Now, though, time for Countdown's top three newsmakers of this day.

Number three, Harlan Ullman at the Center for Strategic and International Studies. A woman charged with running an upscale escort service in Washington said she would begin identifying her most well-known clients. Mr. Ullman, who responded with a no comment, is first. What is he well known first - for, rather? He is the principal architect of the strategy for the invasion of Iraq, called shock and awe.

Number two, the Beijing Olympic Committee, still hard at work correcting the hilariously too-literal Chinese-to-English translations on public signs and menus and such in preparation for the Olympics there next summer.

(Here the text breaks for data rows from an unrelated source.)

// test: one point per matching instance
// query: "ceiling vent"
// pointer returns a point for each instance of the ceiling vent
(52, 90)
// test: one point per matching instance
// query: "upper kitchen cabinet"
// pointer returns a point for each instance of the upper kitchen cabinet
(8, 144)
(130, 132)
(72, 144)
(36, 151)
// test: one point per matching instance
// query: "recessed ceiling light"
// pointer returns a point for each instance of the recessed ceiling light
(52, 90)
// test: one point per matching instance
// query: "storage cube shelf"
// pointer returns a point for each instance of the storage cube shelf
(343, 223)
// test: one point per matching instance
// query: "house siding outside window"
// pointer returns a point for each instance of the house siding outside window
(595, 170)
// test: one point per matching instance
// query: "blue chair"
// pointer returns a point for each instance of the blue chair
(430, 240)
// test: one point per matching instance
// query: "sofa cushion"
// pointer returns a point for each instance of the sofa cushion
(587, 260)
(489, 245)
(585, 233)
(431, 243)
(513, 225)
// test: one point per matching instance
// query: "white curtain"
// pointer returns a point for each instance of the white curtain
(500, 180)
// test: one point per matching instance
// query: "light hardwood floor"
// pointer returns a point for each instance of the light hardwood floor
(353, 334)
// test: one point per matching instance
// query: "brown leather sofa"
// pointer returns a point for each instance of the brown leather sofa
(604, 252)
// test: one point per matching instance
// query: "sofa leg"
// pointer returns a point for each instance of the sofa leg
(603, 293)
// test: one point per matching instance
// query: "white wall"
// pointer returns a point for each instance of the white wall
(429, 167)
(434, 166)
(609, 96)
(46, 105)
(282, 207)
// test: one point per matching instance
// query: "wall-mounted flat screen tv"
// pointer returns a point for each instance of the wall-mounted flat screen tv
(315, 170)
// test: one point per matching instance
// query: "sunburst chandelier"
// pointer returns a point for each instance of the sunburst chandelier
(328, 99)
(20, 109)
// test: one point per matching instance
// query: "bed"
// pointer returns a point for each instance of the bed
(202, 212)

It says it's now fixed 6,500 traffic signs and is moving on to the restaurant menus, where the English translations now offer such delights as Fried Crap, Cow Bowel in Sauce, Acid Food, and, of course, Corrugated Iron Beef.

And number one, Elliott Ness, the untouchable guy. There's a plaque at police headquarters in Cleveland honoring his time there as Cleveland's director of public safety. Well, there was a plaque. Somebody stole it.

(COMMERCIAL BREAK)

OLBERMANN: For the first time in 30 years, Don Imus can sleep in on Fridays. How well he slept, known but to him.

In our third story tonight, Imus met with the Rutgers basketball team last night, just hours after CBS fired him. Over the past week, the outrage after he called the team "nappy-headed hos" thrust two of the world's biggest media companies, CBS's parent, Viacom, and our parent, NBC Universal, into the center of a national debate over the language racism and sexism, the politics of power and the airwaves.

We'll enter that debate in just a moment, accompanied by the great Harry Shearer.

First, Michelle Fransen reports on today's reaction to Imus's removal from those airwaves.

(BEGIN VIDEOTAPE)

MICHELLE FRANSEN, NBC NEWS CORRESPONDENT (voice-over): After listening to Don Imus and getting a chance to express their pain at a private meeting, the Rutgers women's basketball team and coach say they accept Imus's apology for making racially-charged comments.

C. VIVIAN STRINGER, RUTGERS BASKETBALL COACH: We are in the process of for giving him. We still find his statements to be unacceptable, and this is an experience that we will never forget.

FRANSEN: A painful experience broadcast on Imus radio and simulcast on MSNBC just over a week ago. In that time, the team received some hate mail.

VIVIAN: Hate mail needs to stop. And for anyone who receives or takes part in that, they need to stop.

FRANSEN: The week began with Imus appearing on the Al Sharpton show to apologize, but it only galvanized his critics to push for his dismissal and pressure advertisers to pull sponsorship. By mid week, MSNBC canceled his simulcast, a day later CBS radio pulled the plug on his show.

Today the National Congress of Black Women called for tougher federal regulations to protect the public airwaves.

DR. E. FAYE WILLIAMS, NATIONAL CONGRESS OF BLACK WOMEN: This demeaning, vitriolic, mean-spirited work on the part of many who use our airwaves cannot stand.

FRANSEN: It is a call to action for the nation's broadcasters and a national debate sparked by one man and a team of talented young women.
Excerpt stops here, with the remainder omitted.